See the step by step solution

## Step 1: Write the determinant formula

The determinant computed by a cofactor expansion across the ith row is

$$\det A = {a_{i1}}{C_{i1}} + {a_{i2}}{C_{i2}} + \cdots + {a_{in}}{C_{in}}$$.

Here, A is an $$n \times n$$ matrix, and $${C_{ij}} = {\left( { - 1} \right)^{i + j}}{A_{ij}}$$.

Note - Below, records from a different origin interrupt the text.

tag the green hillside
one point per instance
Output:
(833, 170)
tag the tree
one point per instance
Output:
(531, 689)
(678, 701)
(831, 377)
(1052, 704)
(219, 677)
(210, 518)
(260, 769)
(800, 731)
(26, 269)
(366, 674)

## Step 2: Use the cofactor expansion across the first row

\begin{aligned}{c}\left| {\begin{aligned}{*{20}{c}}5&{ - 2}&2\\0&3&{ - 3}\\2&{ - 4}&7\end{aligned}} \right| = {a_{11}}{C_{11}} + {a_{12}}{C_{12}} + {a_{13}}{C_{13}}\\ = {a_{11}}{\left( { - 1} \right)^{1 + 1}}\det {A_{11}} + {a_{12}}{\left( { - 1} \right)^{1 + 2}}\det {A_{12}} + {a_{13}}{\left( { - 1} \right)^{1 + 3}}\det {A_{13}}\\ = 5\left| {\begin{aligned}{*{20}{c}}3&{ - 3}\\{ - 4}&7\end{aligned}} \right| - \left( { - 2} \right)\left| {\begin{aligned}{*{20}{c}}0&{ - 3}\\2&7\end{aligned}} \right| + 2\left| {\begin{aligned}{*{20}{c}}0&3\\2&{ - 4}\end{aligned}} \right|\\ = 5\left( 9 \right) + 2\left( 6 \right) + 2\left( { - 6} \right)\\ = 45 + 12 - 12\\ = 45\end{aligned}

## Step 3: Conclusion

Hence, the given determinant using a cofactor expansion across the first row is 45.